The additional FIR types are as follows.

  • FIRCharacterType

    The Fortran intrinsic type CHARACTER with a kind value. This is meant to represent the constant-sized memory reference and is intentionally distinct from, for instance, an array of byte-sized integers. The LEN parameter of a CHARACTER should be represented as a second integer member in a FIR tuple type. Concretely, a Fortran CHARACTER type is lowered into a pair:

    (FIRReferenceType<FIRCharacterType<K>>, Integer<K'>)

  • FIRLogicalType

    The Fortran intrinsic type LOGICAL with a kind value.

  • FIRRealType

    The Fortran intrinsic type REAL with kind values (e.g., KIND=16) that do not map to standard MLIR.

  • FIRReferenceType

    The Fortran concept of "reference". Actual arguments are typically passed as references to objects of some type, for example. All objects that reside in memory are accessible via reference types.

  • FIRSequenceType

    The Fortran concept of an object with rank > 0. Fortran does not have an array type, but FIR characterizes objects with rank as sequences of their base type.

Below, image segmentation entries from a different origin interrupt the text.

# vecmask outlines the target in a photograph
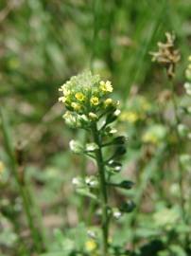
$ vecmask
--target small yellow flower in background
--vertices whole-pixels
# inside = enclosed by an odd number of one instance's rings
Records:
[[[146,133],[142,137],[143,142],[145,143],[151,143],[157,145],[159,143],[158,137],[150,133]]]
[[[120,120],[129,121],[134,123],[139,119],[139,116],[136,112],[133,111],[125,111],[120,116]]]
[[[77,110],[77,111],[78,111],[81,108],[81,106],[76,102],[72,102],[71,106],[74,108],[74,110]]]
[[[153,124],[145,132],[142,137],[142,141],[145,143],[158,145],[160,142],[165,139],[166,135],[167,130],[165,126],[161,124]]]
[[[3,174],[4,169],[5,169],[4,163],[0,161],[0,175]]]
[[[96,120],[98,119],[98,117],[96,116],[96,114],[93,113],[93,112],[90,112],[88,114],[89,118],[92,119],[92,120]]]
[[[106,82],[104,81],[101,81],[99,82],[100,86],[99,89],[103,92],[113,92],[113,85],[110,81],[107,81]]]
[[[77,100],[78,100],[79,101],[83,101],[85,100],[85,95],[78,92],[75,94],[75,97]]]
[[[91,104],[96,106],[96,105],[98,105],[98,103],[99,103],[99,100],[98,100],[97,97],[92,97],[92,98],[90,99],[90,102],[91,102]]]
[[[64,85],[61,85],[61,88],[59,88],[60,92],[62,92],[64,96],[68,96],[71,94],[70,90],[67,90]]]
[[[86,250],[89,252],[94,251],[96,249],[96,243],[95,242],[95,240],[90,239],[86,242],[85,247],[86,247]]]
[[[109,105],[112,105],[113,104],[113,99],[107,99],[105,101],[104,101],[104,105],[105,107],[109,106]]]

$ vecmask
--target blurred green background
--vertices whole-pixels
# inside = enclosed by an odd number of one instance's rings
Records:
[[[154,109],[156,98],[168,85],[165,73],[151,63],[149,51],[166,31],[176,35],[182,55],[175,78],[181,95],[191,53],[190,0],[0,1],[0,107],[9,119],[12,144],[24,152],[25,175],[50,236],[53,228],[77,225],[81,204],[71,179],[80,172],[82,160],[68,151],[68,141],[83,134],[70,130],[61,119],[59,86],[72,75],[92,69],[113,82],[123,108],[130,95],[138,93]],[[130,140],[130,135],[131,140],[139,137],[140,127],[136,129],[129,127]],[[139,142],[130,141],[126,167],[140,155]],[[0,187],[0,253],[2,245],[2,253],[22,255],[14,252],[17,233],[11,221],[18,219],[22,230],[26,224],[19,215],[21,202],[1,132],[0,142],[6,169]],[[154,168],[158,158],[151,162],[152,172]]]

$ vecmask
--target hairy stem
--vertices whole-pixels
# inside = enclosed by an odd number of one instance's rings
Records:
[[[98,167],[99,181],[100,181],[100,195],[101,195],[101,210],[102,210],[102,236],[103,236],[103,247],[102,255],[108,255],[108,235],[109,235],[109,214],[108,214],[108,194],[107,194],[107,182],[105,177],[105,168],[103,155],[101,151],[101,141],[98,135],[96,124],[92,127],[93,137],[95,142],[98,145],[96,150],[96,163]]]

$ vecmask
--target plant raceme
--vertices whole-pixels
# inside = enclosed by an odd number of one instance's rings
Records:
[[[111,187],[130,190],[133,183],[124,180],[112,181],[113,175],[120,172],[121,156],[126,154],[126,137],[116,136],[113,123],[117,119],[119,101],[111,98],[113,88],[110,81],[100,80],[98,75],[86,71],[72,77],[59,89],[67,111],[65,122],[72,128],[81,128],[88,133],[85,146],[77,140],[70,141],[70,148],[76,154],[84,154],[96,162],[96,175],[85,178],[75,177],[73,184],[77,192],[96,200],[101,208],[102,255],[109,253],[109,225],[112,217],[119,218],[123,212],[130,212],[134,204],[130,200],[122,206],[109,206]]]

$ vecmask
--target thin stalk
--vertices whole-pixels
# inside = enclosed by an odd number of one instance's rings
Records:
[[[108,235],[109,235],[109,214],[108,214],[108,194],[107,194],[107,182],[105,177],[105,168],[104,160],[101,150],[101,141],[98,135],[96,124],[93,125],[92,133],[95,142],[98,145],[98,149],[96,152],[96,164],[99,174],[99,182],[100,182],[100,195],[101,195],[101,210],[102,210],[102,237],[103,237],[103,246],[102,246],[102,255],[108,255]]]
[[[175,115],[175,132],[176,132],[176,136],[177,136],[177,139],[179,142],[179,146],[177,148],[177,157],[178,157],[178,167],[179,167],[179,188],[180,188],[180,203],[182,206],[182,219],[185,220],[185,206],[184,206],[184,192],[183,192],[183,168],[182,165],[181,163],[180,160],[180,154],[181,154],[181,146],[182,145],[182,138],[180,137],[179,134],[179,130],[178,130],[178,126],[181,123],[181,120],[179,119],[179,115],[178,115],[178,104],[177,104],[177,101],[176,101],[176,94],[175,94],[175,90],[174,90],[174,84],[172,82],[172,81],[170,80],[170,88],[171,88],[171,92],[172,92],[172,104],[173,104],[173,108],[174,108],[174,115]]]
[[[14,150],[10,142],[11,139],[9,133],[9,124],[6,119],[5,113],[2,110],[0,110],[0,114],[1,114],[2,130],[3,130],[4,140],[5,140],[5,147],[6,147],[8,155],[9,157],[9,164],[10,164],[11,172],[16,181],[20,196],[22,197],[22,200],[23,200],[24,210],[26,212],[28,227],[30,229],[30,232],[34,241],[34,246],[38,252],[42,252],[43,247],[42,245],[41,235],[37,228],[35,227],[35,224],[34,224],[35,222],[33,220],[32,212],[30,210],[31,206],[30,206],[30,202],[28,201],[28,192],[25,184],[23,184],[23,181],[20,180],[19,175],[18,175],[18,165],[17,165],[15,155],[14,155]]]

    In lowering a Fortran array object, the dimensions and extents of the array may not be known at compile time, and therefore may need to be lowered to a tuple type that describes the array's structure (rank, type, dimension information, other attributes).

  • FIRTupleType

    Fortran derived types naturally map to tuples. Can be used to build other type packages as well, such as Fortran's CHARACTER type with its LEN parameter, array object structure descriptors, etc. Each distinct tuple type has a unique name and a run-time encoding, the type descriptor. (Note: any subtyping relationships between derived types must be established by and lowered from the front-end.)

  • FIRTypeDesc

    The meta-type of all type descriptors. An instance of a type descriptor is a constant object that encodes a Fortran (intrinsic, derived) type for use by the runtime, etc. This type is speculative, as it may be (more) satisfactory to encode a type descriptor as a simple dope vector sequence.

Changes from Original Document

Procedure calls will be unwrapped from Fortran expressions and lowered into FIR dialect calls to expose control flow.

These computations will be presented in a memory-based SSA format, where memory objects will be referenced via special operation forms.

There will be a pass to lower the memory-based SSA form to a register-based (proper) SSA form. There will be no Φ nodes.

There will be no scope enter, scope exit pairs.

There will be a pass to lower the FIR dialect to the MLIR standard dialect and/or LLVM IR dialect.